CIT is technically insolvent anyway. The reality would be harsh.


----------



## Uncle Festivus (15 October 2009)

RIP thread 

The Fed = 1, bears = 0

The NYSE had these caps made for today


----------



## jonnycage (15 October 2009)

yep still waiting .....  glad i didnt cash out

j c


----------



## Timmy (15 October 2009)

Uncle Festivus said:


> The NYSE had these caps made for today




Uncle F. - the NYSE had these caps made AGAIN for today .... think this is the 4th time (?) the DOW has gone through 10,000.  If the index if rejigged often enough there should be a few more round turns.  Keep those caps.


----------



## Dowdy (15 October 2009)

What type of crash are we talking about....

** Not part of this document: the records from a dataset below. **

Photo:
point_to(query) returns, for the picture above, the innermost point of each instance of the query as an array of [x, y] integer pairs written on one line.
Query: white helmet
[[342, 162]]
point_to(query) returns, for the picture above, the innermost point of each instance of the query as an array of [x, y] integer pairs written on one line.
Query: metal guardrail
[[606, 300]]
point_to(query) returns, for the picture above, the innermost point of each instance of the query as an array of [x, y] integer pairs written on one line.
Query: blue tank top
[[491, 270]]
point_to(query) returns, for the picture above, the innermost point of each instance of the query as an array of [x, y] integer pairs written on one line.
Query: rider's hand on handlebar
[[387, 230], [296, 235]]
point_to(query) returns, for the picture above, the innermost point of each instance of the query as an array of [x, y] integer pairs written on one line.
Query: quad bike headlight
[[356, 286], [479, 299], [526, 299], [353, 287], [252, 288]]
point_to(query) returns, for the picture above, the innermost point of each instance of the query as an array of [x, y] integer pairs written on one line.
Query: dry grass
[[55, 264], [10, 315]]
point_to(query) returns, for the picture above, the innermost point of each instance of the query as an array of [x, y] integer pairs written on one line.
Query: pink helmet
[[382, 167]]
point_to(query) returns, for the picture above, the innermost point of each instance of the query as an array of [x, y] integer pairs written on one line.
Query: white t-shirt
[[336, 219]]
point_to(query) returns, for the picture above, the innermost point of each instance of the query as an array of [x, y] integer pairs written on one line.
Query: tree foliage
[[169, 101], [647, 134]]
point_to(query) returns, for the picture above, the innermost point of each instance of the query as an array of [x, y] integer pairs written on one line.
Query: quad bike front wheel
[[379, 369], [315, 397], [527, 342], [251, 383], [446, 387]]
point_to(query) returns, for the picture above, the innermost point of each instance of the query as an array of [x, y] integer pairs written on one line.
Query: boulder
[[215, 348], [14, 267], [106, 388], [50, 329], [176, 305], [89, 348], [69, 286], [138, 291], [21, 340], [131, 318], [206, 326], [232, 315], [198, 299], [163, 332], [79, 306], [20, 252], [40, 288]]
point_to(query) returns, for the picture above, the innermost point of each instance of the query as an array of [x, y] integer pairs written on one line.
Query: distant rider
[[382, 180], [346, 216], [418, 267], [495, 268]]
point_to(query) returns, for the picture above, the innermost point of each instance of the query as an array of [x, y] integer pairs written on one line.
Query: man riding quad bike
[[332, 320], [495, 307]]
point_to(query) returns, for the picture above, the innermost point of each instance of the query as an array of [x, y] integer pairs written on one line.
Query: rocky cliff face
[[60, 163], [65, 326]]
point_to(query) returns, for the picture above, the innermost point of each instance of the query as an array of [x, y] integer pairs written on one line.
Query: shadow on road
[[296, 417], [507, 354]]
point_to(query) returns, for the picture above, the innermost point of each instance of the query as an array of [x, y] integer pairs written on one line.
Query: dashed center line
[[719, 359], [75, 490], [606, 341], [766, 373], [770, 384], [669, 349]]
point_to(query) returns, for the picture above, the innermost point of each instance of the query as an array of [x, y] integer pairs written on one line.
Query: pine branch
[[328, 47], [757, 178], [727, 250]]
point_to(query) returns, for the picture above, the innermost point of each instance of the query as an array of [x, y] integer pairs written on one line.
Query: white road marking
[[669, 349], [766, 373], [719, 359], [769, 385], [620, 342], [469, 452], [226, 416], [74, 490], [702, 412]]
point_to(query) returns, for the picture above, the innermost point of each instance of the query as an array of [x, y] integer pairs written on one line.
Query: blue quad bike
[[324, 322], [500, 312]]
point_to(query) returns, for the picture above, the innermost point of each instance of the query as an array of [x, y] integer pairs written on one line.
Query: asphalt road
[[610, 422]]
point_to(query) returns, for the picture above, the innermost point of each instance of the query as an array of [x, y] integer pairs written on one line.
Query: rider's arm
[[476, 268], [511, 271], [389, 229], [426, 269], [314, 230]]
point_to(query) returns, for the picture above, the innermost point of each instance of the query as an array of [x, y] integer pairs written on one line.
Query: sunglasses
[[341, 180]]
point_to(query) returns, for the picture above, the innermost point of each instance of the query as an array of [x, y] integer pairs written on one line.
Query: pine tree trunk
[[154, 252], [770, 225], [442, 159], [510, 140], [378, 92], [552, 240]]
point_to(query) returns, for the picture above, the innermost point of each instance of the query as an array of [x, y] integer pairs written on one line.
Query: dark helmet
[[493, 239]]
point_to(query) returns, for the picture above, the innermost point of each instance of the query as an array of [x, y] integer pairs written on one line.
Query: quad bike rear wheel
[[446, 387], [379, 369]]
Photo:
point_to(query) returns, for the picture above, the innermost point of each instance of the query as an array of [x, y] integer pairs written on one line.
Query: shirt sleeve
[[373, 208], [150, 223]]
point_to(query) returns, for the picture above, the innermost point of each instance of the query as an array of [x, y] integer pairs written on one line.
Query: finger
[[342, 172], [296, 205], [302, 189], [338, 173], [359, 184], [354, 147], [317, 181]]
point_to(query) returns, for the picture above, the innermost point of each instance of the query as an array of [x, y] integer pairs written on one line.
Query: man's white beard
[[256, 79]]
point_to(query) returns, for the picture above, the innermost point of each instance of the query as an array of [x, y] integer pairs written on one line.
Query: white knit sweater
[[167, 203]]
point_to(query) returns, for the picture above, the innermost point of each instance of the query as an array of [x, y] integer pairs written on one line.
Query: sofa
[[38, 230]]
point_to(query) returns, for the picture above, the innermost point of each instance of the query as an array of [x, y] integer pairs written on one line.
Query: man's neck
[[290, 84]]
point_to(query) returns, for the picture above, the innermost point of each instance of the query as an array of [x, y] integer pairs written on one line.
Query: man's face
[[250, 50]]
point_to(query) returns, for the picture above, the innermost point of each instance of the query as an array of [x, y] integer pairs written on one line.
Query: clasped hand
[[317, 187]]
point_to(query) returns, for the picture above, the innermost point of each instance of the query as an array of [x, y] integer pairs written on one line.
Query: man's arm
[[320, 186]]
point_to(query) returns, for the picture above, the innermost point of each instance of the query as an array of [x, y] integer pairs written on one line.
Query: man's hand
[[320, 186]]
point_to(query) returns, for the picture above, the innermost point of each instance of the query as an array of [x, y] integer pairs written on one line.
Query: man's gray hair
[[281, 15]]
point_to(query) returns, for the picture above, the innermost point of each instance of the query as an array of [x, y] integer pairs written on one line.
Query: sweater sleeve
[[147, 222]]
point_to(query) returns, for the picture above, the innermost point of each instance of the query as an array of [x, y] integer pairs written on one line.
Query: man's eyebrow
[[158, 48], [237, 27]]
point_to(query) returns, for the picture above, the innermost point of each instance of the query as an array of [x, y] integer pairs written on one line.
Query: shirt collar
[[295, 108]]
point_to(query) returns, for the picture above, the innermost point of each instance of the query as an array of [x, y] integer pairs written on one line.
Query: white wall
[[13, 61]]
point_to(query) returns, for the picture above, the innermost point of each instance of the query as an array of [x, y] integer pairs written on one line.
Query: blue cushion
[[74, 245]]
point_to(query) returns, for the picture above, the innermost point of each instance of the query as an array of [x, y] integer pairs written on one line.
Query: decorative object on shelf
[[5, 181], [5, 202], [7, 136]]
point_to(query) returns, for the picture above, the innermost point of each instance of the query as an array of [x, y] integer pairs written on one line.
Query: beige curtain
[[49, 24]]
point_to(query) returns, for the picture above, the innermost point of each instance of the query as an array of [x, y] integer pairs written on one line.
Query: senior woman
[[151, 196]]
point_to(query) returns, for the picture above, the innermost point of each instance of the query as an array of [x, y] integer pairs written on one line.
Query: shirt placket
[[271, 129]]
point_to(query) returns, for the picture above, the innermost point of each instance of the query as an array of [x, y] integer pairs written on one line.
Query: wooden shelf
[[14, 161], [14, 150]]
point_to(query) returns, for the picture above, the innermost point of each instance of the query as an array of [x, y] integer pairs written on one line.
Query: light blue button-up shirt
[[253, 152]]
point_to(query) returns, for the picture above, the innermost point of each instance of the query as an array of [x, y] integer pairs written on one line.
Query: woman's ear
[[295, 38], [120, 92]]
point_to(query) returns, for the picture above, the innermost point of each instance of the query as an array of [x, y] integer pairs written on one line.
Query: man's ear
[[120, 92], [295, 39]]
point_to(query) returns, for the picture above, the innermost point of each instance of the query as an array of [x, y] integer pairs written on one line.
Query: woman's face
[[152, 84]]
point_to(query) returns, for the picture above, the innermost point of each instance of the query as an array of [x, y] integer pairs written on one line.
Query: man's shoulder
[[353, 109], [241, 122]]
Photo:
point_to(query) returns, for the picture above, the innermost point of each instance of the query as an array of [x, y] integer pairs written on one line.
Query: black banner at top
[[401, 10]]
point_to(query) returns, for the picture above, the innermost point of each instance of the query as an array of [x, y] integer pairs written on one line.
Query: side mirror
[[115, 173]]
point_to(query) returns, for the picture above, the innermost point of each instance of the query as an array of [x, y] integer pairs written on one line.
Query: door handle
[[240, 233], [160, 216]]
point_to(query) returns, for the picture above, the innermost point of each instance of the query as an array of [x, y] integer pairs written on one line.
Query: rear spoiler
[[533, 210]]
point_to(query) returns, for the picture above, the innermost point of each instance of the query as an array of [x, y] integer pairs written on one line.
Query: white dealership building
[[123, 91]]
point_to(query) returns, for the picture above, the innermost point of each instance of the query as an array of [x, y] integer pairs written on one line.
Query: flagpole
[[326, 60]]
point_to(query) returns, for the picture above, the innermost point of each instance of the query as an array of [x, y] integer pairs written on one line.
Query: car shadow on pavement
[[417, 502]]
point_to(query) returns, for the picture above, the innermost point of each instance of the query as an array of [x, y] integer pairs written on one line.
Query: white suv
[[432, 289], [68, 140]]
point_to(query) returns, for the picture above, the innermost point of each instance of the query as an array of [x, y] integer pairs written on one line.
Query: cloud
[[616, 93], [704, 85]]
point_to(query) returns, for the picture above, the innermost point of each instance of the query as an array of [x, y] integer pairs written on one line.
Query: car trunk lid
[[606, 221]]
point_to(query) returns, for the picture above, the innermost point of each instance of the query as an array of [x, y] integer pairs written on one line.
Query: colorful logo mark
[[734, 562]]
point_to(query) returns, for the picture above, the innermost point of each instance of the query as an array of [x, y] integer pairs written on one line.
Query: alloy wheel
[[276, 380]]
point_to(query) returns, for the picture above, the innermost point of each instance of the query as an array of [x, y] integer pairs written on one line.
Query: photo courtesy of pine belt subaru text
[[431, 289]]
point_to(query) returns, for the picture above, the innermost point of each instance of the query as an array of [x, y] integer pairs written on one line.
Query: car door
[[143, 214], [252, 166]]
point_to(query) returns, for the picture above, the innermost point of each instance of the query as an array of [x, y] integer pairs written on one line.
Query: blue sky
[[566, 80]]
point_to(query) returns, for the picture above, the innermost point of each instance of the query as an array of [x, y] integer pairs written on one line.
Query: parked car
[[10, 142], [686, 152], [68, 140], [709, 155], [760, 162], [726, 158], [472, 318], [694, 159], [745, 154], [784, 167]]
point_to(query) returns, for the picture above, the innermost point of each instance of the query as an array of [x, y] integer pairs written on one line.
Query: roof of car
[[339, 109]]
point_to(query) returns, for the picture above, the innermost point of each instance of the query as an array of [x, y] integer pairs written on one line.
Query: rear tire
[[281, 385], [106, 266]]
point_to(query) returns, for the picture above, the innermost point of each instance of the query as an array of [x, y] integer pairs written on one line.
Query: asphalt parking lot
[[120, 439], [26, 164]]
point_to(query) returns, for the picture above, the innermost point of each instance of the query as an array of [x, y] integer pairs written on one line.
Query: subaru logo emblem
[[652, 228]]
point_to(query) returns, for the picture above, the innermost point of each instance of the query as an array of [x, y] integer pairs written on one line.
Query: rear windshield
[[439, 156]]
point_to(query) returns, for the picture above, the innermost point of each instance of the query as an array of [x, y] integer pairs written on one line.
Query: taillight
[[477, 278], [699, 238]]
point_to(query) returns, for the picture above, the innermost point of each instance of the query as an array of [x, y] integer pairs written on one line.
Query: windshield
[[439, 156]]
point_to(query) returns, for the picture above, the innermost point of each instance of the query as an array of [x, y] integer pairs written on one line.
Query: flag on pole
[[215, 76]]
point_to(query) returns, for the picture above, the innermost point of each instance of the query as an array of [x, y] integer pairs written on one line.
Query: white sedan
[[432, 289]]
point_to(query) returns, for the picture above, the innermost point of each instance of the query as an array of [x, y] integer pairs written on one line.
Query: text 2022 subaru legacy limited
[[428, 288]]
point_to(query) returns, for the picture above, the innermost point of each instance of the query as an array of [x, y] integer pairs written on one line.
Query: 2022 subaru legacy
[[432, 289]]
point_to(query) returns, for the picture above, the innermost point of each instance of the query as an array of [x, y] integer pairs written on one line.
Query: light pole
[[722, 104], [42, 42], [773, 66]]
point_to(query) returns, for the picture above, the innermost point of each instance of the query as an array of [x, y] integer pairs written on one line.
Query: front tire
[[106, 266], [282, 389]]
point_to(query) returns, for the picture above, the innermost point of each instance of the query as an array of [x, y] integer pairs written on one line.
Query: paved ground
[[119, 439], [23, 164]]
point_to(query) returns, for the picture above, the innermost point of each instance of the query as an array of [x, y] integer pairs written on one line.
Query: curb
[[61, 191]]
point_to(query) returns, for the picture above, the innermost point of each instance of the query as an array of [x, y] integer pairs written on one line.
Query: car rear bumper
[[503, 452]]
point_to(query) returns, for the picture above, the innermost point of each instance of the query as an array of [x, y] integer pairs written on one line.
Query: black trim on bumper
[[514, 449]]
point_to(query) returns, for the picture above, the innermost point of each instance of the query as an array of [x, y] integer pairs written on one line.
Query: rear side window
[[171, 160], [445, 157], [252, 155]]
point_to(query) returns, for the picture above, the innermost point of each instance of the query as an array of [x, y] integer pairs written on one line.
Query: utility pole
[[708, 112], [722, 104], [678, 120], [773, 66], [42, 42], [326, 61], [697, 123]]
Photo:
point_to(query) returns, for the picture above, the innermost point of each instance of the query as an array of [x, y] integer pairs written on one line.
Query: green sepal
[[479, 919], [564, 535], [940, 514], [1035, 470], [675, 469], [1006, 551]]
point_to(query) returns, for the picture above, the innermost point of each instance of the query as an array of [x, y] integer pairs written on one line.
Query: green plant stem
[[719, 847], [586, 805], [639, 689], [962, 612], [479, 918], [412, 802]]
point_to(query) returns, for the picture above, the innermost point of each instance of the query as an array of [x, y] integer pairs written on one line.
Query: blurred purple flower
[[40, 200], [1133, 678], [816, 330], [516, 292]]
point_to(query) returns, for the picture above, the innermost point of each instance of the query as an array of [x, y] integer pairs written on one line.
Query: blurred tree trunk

The US dollar or the stock market?


----------



## greggles (29 September 2021)

China's property market is teetering on the edge, and the country is experiencing an energy crisis. The US is playing chicken with the global economy as it hurtles towards the cliff edge over the debt ceiling. Republicans are saying they won't play ball as they try and shut down Biden's spending spree.

Are we heading for another October to remember?


----------



## Sean K (29 September 2021)

greggles said:


> Are we heading for another October to remember?




I hope so. I'm 80% cash.


----------



## greggles (29 September 2021)

kennas said:


> I hope so. I'm 80% cash.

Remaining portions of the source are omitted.